Constructing a Box Plot:

1. Using Excel, create a box plot (also known as a box-and-whisker plot) for the “Grade” variable. This plot should display the following:

• Minimum (excluding outliers): The lowest value within 1.5 times the interquartile range (IQR) from the lower quartile.
• First Quartile (Q1): The 25th percentile of the data.
• Median (Q2): The 50th percentile or middle value of the data.
• Third Quartile (Q3): The 75th percentile of the data.
• Maximum (excluding outliers): The highest value within 1.5 times the IQR from the upper quartile.
• Outliers: Data points that fall outside the “whiskers” (1.5 times the IQR from the quartiles).
1. Identifying Outliers:
   1. From the box plot, identify any outliers in the data. Outliers are typically shown as individual points beyond the whiskers of the box plot.
2. Handling Outliers:
   • What are potential reasons for these outliers in the grade data?
   • How might these outliers affect the analysis of the data set, including measures of central tendency and variability?
   • What methods could you use to handle these outliers?
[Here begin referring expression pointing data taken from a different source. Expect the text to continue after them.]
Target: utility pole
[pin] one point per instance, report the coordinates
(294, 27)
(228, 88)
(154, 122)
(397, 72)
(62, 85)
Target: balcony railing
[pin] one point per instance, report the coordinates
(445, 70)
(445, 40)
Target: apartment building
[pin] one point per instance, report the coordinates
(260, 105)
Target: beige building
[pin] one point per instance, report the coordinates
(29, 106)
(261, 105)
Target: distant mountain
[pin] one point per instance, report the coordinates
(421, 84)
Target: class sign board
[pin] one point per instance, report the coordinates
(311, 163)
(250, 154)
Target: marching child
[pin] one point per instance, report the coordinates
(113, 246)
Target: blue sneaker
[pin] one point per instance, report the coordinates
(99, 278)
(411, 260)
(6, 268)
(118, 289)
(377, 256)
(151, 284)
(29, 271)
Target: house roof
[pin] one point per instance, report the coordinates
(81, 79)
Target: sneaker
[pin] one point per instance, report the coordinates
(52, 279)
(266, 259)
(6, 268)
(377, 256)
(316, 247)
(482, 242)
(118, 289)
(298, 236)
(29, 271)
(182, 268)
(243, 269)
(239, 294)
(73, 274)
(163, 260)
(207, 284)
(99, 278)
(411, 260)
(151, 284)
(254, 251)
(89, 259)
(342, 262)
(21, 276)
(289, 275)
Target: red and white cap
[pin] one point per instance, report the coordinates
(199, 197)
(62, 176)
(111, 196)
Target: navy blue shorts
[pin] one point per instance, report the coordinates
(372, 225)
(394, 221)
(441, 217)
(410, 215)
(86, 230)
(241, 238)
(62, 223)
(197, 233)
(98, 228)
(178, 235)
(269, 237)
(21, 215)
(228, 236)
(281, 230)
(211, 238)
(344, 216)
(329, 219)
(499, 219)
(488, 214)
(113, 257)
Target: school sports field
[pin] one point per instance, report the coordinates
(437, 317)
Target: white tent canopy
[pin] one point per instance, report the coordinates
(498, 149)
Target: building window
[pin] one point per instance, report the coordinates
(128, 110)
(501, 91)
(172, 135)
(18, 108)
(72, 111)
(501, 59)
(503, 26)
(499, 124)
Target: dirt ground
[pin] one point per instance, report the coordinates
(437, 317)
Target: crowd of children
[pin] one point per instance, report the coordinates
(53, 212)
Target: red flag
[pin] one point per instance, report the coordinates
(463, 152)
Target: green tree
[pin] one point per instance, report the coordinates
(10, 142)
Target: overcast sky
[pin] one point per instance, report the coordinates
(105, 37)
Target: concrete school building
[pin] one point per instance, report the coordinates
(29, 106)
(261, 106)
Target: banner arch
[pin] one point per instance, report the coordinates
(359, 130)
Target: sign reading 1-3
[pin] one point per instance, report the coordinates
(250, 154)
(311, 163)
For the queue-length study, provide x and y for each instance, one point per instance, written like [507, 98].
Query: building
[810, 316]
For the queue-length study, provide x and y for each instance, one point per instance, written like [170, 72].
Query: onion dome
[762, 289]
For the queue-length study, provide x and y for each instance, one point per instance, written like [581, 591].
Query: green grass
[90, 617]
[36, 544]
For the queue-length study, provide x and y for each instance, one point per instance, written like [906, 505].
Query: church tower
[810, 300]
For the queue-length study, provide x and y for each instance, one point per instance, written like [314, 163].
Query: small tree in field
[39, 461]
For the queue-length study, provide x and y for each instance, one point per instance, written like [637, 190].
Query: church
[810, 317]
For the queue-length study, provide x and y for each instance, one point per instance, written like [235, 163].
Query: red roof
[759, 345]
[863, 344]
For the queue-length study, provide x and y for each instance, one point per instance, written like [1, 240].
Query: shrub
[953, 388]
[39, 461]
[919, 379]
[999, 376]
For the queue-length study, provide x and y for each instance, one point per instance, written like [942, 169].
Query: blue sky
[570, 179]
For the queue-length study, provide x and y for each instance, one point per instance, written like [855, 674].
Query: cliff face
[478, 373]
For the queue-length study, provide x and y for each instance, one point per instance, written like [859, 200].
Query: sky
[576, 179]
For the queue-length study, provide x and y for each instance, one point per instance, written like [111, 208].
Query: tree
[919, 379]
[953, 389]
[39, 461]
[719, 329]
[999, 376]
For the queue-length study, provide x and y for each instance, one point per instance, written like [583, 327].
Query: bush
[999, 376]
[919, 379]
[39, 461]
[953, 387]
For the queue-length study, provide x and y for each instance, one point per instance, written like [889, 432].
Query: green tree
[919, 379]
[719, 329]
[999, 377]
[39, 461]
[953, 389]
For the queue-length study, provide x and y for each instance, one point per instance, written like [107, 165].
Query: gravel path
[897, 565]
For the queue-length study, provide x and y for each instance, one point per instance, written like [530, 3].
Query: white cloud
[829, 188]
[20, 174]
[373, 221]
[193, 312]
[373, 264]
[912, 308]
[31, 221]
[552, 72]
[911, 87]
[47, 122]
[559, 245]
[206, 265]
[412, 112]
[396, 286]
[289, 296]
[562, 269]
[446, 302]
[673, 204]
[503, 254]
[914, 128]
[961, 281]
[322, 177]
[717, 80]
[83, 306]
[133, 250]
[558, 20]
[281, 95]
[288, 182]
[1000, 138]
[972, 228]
Discuss at least two approaches.
   1. Discuss the implications of the identified outliers.
3. Data Analysis:
   1. After identifying and handling the outliers, provide a summary of how the central tendency (mean, median) and variability (range, standard deviation) of the grades are affected by the presence or removal of outliers.
   2. Discuss whether it is appropriate to include or exclude outliers in this analysis, considering the context of the data (e.g., academic performance assessment).
4. Visualization and Reporting:
   1. Include a brief report (100-150 words) summarizing your findings, decisions on handling outliers, and the rationale behind your choices.